O princípio da brincadeira



Alice e Gabriel sobre o terreno de jogos: a mítica manta dos Snoopys.
 

Coisas que a Alice experimentou pela primeira vez durante as férias:

- a textura da areia (na praia do Carvoeiro);
- as potencialidades lúdicas de um relvado que cercava a casa por todos os lados;
- a água aquecida pelo sol de uma piscina circular para crianças (40 centímetros de profundidade);
- o zumbido das melgas no quarto durante a noite e as marcas que esses insectos malignos conseguem deixar numa pele demasiado branca e suave;
- a arte de bem rastejar em todos os pisos (com a desenvoltura de um militar habituado a situações-limite);
- o problema logístico que nasce da partilha com outro bebé de uma manta cheia de brinquedos;
- a frustração do primeiro roubo de algo que julgamos que é nosso por direito divino (mesmo se esse algo é uma caixinha verde de plástico com furinhos);
- o alento darwinista da luta pela sobrevivência em meio hostil e perante rivais claramente mais bem adaptados à arte de gatinhar;
- a amizade que prevalece quando dois bebés aprendem a respeitar os respectivos espaços e gestos;
- a beleza dos fins de tarde com a luz muito inclinada e nuvens avermelhadas a anunciar bom tempo para o dia seguinte;
- as fraldas de natação com desenhos do Nemo;
- o gosto das bolachas esfareladas e cheias de cuspo;
- o Ben-U-Ron rabinho acima para lutar contra uma febre que durou menos de um dia;
- os biberons servidos num balde de gelo sem gelo (mas com água fria) como se fossem champanhe;
- e, mais importante que tudo o resto, a alegria imensa de ter os pais por perto, sempre, sempre, sempre, disponíveis para miminhos e brincadeiras, libertos dos constrangimentos da vida quotidiana e dos horários laborais.
 

O cenário



Entre Ferragudo e Lagoa, perto de Sesmarias, vivemos dias felizes. E ficámos com vontade de regressar.
 

Duas coisas que é preciso dizer sobre o Algarve

1) o Algarve na segunda metade de Setembro é muito mais barato do que o Algarve em Agosto.
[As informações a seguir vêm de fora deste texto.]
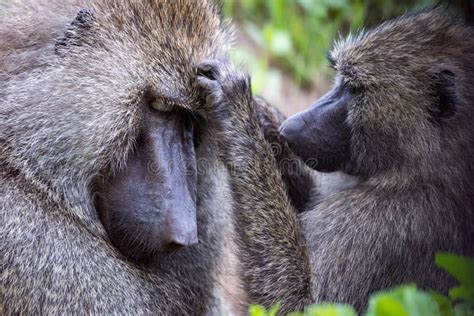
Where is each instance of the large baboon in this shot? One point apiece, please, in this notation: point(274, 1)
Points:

2) o Algarve na segunda metade de Setembro é muito melhor do que o Algarve em Agosto.
 

O regresso prometido depois do regresso falhado

Ok, afinal não foi só uma semaninha, mas quase duas.
As nossas desculpas pela ausência inusitada. Importa contudo esclarecer que as férias propriamente ditas limitaram-se mesmo à tal semana redonda. O resto foi o somatório da tradicional ressaca pós-dolce far niente com a vertigem dos mil afazeres à chegada e também, admitamos a verdade, com uma certa inércia blogosférica que nos tolheu, durante vários dias, os dedos sobre o teclado.
Enfim, a crise parece que passou e vamos pôr a escrita em ordem nos próximos dias, embora devagarinho que é para não danificar neurónios (os nossos) ainda a sair dessa espécie de estado vegetativo que é a vida off-line.

sábado, setembro 17, 2005

 

Vamos ali e já voltamos

É só uma semaninha.
No regresso, prometemos muitas histórias e fotos.
 

Férias? Bahhh!

Ir depois de toda a gente, e sobretudo depois de uma correria mais louca que o chá do chapeleiro e restante companhia, parece mais do que um sonho, um pesadelo. Bom, bom, era dormir durante cem anos. Ao menos não era preciso fazer malas.

quinta-feira, setembro 15, 2005

 

Piropo

Há posts aqui, escritos em caixa baixa, que piscam o olho (e assobiam duplamente) a outro blogue. Não é defeito do capslock, é sedução doméstica.
 

Associação de ideias

"Delacroix" lembra-me "lilac wine",
"lilac wine" lembra-me "Jeff Buckley",
"Jeff Buckley" lembra-me "viagem em estrada",
"viagem em estrada" lembra-me férias.

Férias lembra-me trabalho. Muito trabalho.
 

um tributo à liberdade por delacroix


 

Contagem final

Conto os dias para as férias, conto os segundos para a entrega dos três últimos trabalhos.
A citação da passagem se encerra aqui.